The initial processing of the sequences was carried out with the package QIIME (http://qiime.org/). The sequences were screened according to quality (minimum of 25) and size (between 150–240 bp). No ambiguous bases or mismatches were admitted in the sequence of the primers and we checked for the existence of chimeras. The sequences with similarity greater than or equal to 97% were grouped into operational taxonomic units (OTUs) and the taxonomic classification was performed using the RDP (Ribosomal Database Project: http://rdp.cme.msu.edu/classifier/classifier.jsp) classification threshold of 80%. Rarefaction curves were also constructed with the QIIME package. The Good's coverage ratio (C) was calculated according to the formula C = 1 − ni/N, where ni is the number of OTUs that were sampled only one time (singletons) and N is the total number of sequences in the sample. The Shannon index (H) was calculated according to the formula H = − Σ pi ln pi, where pi is the proportion of OTU i relative to the total number of OTUs.

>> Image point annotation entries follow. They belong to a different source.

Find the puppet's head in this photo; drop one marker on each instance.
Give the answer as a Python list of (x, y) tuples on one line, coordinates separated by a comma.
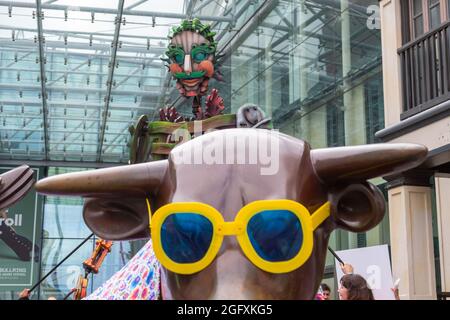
[(223, 229), (191, 57)]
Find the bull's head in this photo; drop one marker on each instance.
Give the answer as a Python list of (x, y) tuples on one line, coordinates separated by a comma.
[(116, 207)]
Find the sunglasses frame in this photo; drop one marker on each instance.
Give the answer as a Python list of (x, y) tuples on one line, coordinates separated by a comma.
[(309, 222)]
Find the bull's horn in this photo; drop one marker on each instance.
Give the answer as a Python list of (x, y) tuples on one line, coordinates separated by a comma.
[(356, 163), (121, 180)]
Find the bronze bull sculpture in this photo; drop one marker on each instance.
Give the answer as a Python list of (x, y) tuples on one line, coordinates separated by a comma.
[(116, 206)]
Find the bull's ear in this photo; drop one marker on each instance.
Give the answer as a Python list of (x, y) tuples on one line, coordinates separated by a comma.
[(117, 218), (115, 207), (120, 181), (360, 163), (356, 207)]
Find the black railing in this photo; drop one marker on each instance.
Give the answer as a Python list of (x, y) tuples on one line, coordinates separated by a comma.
[(425, 68)]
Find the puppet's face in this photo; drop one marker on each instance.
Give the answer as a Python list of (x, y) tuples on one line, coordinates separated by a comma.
[(191, 57)]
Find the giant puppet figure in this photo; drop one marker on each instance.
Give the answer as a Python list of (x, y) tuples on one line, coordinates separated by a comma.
[(241, 229), (191, 60)]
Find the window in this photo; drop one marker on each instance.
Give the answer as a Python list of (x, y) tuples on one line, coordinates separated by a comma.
[(422, 16), (417, 18), (434, 13)]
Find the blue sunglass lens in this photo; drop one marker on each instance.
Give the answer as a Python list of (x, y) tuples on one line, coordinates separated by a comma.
[(276, 235), (186, 237)]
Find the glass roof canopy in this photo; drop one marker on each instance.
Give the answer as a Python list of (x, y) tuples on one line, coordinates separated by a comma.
[(74, 75)]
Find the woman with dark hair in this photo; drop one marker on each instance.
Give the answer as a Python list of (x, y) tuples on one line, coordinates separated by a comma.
[(354, 287)]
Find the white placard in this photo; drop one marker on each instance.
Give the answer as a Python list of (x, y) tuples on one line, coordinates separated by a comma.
[(374, 265)]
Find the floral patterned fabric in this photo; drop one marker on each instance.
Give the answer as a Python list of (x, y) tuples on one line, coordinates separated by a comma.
[(139, 279)]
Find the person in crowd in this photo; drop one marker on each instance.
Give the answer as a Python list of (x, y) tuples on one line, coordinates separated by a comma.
[(323, 293), (355, 287)]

The community analysis was performed according to Laverock et al.42 and Theis et al.43. Multidimensional scaling (n-MDS) analysis was used to obtain the community similarities (Bray-Curtis values), employing the relative abundances of OTUs in each sample. Analysis of similarities (ANOSIM) was used to test the hypothesis that bacterial communities from the same habitat were more similar to each other than to communities from different habitats. Similarity percentage (SIMPER) analysis was used to identify the most abundant OTUs for each habitat, employing the relative abundances of OTUs in each sample. The UPGMA (Unweighted Pair Group Method with Arithmetic Mean) clustering was based on Bray-Curtis dissimilarities using the average between the relative abundances of OTUs of all the samples from each coral species. Bootstrapping with 1000 resamplings was performed to determine the robustness of the clustering. All these analyses were performed with the statistical software PAST (http://folk.uio.no/ohammer/past/).

We have considered as species-specific OTUs those found in only one coral species and in at least three of the four colonies studied, since they are not necessarily a symbiont found in all the individuals of the species.